The sad saga began when a key employee left Foundstone to pursue his own entrepreneurial interests. Foundstone executives discovered the former employee, J. D. Glaser, had opened a competing business, NT Objectives, and was about to launch a new software application a lot like Foundstone's product. In fact, quite a few of Foundstone's employees left the organization and went to work for NT Objectives. A "trade secret" tug of war began and arbitration continues still, though this particular issue wasn't in headlines.

What else happened is that a "confidential source" alleged to the Software & Information Industry Association (SIIA) that Foundstone's executive officers regularly distributed unlicensed software to its employees. The SIIA is a watchdog group that conducts investigations and audits to ferret out unlicensed software and, if found within an organization, imposes hefty fines on the offenders (on behalf of its member software publishers).

 

The SIIA currently offers a reward of up to $50,000 for whistle-blowers. That amount of money would get the attention of any disgruntled employee or former employee's in a heartbeat!

Enter investigative reporter for Fortune Magazine, Richard Behar. His June 2003 article, "The Two Faces of Foundstone -- A leading computer-security company is accused of software piracy," details the miserable saga. Although the alleged software piracy does seem to be substantiated by a number of former employees, the evidence appears to come primarily from Mr. Glaser, the same employee who is involved in trade secret arbitration with Foundstone. Kurtz strongly denies the company is involved in software piracy and that internal and external audits validate a high level of compliance. The damage is done; the SIIA will likely have its money in short order. Foundstone has reportedly lost its largest client, Microsoft, which accounted for about a quarter of the company's revenue and may have already lost consumer confidence and may potentially lose other clients.

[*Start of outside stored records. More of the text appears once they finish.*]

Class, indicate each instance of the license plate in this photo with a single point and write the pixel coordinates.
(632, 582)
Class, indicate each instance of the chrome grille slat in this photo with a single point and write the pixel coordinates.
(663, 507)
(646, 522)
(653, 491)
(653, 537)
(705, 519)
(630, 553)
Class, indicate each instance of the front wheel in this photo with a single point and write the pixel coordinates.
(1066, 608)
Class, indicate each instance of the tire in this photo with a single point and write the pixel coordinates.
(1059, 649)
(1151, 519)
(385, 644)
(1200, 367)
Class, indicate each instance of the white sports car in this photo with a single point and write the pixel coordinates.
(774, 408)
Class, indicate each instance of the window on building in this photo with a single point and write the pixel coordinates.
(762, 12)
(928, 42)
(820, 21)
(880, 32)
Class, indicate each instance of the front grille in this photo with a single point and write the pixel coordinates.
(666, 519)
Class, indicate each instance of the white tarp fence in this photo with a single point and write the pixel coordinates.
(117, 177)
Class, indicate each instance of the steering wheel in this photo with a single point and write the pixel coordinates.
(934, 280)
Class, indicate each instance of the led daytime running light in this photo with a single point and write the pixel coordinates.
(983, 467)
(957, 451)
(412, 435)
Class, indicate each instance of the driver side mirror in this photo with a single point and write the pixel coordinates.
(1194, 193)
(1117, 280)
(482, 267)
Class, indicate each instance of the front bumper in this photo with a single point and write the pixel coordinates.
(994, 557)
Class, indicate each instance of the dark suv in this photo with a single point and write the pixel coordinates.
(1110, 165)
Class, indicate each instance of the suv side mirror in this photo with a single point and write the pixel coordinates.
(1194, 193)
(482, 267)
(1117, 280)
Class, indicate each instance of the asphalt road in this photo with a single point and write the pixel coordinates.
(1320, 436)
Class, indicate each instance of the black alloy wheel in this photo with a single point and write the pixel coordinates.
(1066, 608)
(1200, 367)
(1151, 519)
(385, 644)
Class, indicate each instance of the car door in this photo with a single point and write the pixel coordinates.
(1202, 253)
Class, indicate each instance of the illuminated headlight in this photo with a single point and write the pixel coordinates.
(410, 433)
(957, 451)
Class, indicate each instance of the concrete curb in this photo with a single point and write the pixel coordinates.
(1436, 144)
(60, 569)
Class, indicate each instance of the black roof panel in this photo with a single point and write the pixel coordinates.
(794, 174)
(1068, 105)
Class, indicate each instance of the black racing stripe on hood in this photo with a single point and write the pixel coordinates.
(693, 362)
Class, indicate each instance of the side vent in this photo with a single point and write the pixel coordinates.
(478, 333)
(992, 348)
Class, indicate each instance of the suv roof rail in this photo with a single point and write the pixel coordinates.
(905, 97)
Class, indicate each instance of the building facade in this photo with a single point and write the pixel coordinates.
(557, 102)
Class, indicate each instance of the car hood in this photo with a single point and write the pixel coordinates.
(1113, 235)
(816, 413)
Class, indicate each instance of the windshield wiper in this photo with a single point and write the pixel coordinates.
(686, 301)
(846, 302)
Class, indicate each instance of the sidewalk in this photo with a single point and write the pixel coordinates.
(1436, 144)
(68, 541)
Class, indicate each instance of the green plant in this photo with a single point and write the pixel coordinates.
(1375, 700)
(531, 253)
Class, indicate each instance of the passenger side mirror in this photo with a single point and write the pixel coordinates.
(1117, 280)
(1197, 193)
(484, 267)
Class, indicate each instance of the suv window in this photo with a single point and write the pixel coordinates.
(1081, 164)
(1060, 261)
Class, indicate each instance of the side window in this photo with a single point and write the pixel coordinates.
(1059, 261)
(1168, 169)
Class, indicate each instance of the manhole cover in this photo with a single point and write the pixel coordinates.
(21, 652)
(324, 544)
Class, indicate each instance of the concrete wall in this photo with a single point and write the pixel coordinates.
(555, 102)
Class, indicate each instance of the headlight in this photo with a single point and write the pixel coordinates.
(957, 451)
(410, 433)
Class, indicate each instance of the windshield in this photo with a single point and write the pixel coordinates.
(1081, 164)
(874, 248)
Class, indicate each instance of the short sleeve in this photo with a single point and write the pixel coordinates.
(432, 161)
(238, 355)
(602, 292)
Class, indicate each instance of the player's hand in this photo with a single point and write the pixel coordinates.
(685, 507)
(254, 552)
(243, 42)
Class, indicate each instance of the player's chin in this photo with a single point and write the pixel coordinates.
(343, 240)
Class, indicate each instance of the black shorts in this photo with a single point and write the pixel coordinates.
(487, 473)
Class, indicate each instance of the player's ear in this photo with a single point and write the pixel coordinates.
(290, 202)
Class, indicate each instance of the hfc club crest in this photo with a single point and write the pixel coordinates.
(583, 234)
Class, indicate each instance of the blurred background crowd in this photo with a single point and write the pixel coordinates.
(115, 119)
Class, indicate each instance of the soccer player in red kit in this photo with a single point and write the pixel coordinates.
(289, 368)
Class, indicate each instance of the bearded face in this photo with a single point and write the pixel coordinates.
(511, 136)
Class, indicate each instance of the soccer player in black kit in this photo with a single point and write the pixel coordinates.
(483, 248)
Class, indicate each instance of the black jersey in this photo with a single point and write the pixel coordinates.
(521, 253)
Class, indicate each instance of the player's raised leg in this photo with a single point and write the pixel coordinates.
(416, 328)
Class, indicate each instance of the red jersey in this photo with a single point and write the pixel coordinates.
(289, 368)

Foundstone is just one of many companies that will likely make the headlines for all the wrong reasons. Good corporate governance and strong, well-disseminated policies and procedures may have kept this organization in the press for some of its more important accomplishments, such as winning Network Computing Magazine's Editor's Software Choice, being named one of Fast Company Magazine's 50 Champions of Innovation, or even perhaps being the award winner for the upcoming Entrepreneur of the Year.